Topic: What to do with SIP and/or SSH spammers/hackers?

I have SIP spammers from China trying to crack my OpenWRT( to make free calls using my Asterisk PBX system I guess).
I already lost $10 because of this (my PBX was open to all in these days, so I can't complain much)

But now they are sometimes making my router crash by trying to register with a random username (such as "caller") and trying a lot of passwords. Is there something I can do to block these? Preferably I would not change the port number because the default is convenient.

Re: What to do with SIP and/or SSH spammers/hackers?

How about blocking their attempts after a few (presumably failed) cracks, in /etc/firewall.user?

iptables -A input_wan -p udp --dport 5060 -m state --state NEW -m recent \
  --name SIP --update --seconds 600 --hitcount 3 --rsource -j DROP
iptables -A input_wan -p udp --dport 5060 -m state --state NEW -m recent \
  --name SIP --set --rsource -j ACCEPT

Let us know whether this helps...

Re: What to do with SIP and/or SSH spammers/hackers?

Thanks, I will try it. I couldn't figure a so complex rule myself. This shouldn't block anything else (such as real phone calls), right? Also since these spammers are really aggressive, I guess, so maybe I could lower that number of seconds to 30?

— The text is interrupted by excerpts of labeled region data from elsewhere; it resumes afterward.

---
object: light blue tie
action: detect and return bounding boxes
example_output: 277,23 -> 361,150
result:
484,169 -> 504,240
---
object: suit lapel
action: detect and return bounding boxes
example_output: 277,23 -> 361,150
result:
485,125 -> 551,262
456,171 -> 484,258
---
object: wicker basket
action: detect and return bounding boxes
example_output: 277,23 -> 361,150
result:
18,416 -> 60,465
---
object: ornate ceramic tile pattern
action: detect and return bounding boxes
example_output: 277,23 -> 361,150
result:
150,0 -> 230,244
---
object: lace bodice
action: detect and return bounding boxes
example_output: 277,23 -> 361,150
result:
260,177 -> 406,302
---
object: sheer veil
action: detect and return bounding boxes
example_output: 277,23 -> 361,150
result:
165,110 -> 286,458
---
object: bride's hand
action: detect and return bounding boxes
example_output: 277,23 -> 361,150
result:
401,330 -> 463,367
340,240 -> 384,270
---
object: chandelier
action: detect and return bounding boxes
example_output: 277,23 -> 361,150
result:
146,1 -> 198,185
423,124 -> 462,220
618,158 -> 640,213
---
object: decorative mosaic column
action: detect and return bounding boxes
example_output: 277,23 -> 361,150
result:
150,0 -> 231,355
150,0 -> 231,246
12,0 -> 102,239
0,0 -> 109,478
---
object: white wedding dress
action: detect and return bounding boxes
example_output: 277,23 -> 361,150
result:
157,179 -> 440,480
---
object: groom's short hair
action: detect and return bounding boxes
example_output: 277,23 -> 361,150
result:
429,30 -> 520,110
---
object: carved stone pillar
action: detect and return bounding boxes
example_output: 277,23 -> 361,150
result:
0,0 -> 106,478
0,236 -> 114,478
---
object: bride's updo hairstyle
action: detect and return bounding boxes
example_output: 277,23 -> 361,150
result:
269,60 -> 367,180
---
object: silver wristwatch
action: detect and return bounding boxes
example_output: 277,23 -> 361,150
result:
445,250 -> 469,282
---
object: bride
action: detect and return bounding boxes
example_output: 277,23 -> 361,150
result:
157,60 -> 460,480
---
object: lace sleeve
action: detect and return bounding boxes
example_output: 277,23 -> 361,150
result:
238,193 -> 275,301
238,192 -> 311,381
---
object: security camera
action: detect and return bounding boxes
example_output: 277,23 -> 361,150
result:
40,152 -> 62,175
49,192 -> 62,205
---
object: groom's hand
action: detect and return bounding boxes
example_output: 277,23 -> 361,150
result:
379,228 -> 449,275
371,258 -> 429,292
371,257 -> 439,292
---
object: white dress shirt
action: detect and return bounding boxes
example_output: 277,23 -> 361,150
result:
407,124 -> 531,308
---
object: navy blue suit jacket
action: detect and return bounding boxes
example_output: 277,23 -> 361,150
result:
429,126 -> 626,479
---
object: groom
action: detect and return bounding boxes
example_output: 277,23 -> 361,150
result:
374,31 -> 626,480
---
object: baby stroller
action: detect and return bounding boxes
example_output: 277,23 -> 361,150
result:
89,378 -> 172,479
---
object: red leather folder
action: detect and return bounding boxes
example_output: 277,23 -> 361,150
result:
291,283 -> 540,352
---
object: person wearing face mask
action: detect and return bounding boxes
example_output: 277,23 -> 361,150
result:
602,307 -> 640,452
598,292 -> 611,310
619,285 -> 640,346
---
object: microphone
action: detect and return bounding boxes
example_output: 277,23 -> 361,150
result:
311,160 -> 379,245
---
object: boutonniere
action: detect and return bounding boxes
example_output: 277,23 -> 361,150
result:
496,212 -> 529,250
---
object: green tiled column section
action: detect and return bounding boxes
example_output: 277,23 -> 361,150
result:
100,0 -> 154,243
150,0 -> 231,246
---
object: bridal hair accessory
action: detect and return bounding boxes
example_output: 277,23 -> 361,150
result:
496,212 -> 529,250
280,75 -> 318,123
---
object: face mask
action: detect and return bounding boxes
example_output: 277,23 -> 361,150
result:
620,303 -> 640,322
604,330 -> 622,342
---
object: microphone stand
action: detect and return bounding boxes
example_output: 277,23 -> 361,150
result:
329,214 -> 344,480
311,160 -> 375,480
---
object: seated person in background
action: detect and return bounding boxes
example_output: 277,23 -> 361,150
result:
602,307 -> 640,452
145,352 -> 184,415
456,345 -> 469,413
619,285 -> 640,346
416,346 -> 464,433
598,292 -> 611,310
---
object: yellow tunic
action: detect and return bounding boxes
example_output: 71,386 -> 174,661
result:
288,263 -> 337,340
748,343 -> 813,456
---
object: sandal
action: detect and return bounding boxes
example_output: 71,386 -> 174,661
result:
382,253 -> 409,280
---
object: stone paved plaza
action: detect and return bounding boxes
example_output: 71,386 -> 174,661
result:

Re: What to do with SIP and/or SSH spammers/hackers?

Also I guess these rules would work for SSH?

iptables -A input_wan -p tcp --dport 22 -m state --state NEW -m recent --name SSH --update --seconds 30 --hitcount 10 --rsource -j DROP
iptables -A input_wan -p tcp --dport 22 -m state --state NEW -m recent --name SSH --set --rsource -j ACCEPT

5 (edited by zorxd 2010-10-27 16:17:10)

Re: What to do with SIP and/or SSH spammers/hackers?

Also do I need specific packages such as iptables-mod-extra? I didn't get any error message so I guess it works without? However I was able to login 15 times in less than 30 seconds with SSH.

Re: What to do with SIP and/or SSH spammers/hackers?

In sip.conf you could add to every ' type=peer' section:
deny=0.0.0.0/0.0.0.0
permit=<your sip provider address>

and for every sip phone in 'type=friend' section
deny=0.0.0.0/0.0.0.0
permit=192.168.0.0//255.255.0.0

so that only your provider(s) and your sip clients can register

Re: What to do with SIP and/or SSH spammers/hackers?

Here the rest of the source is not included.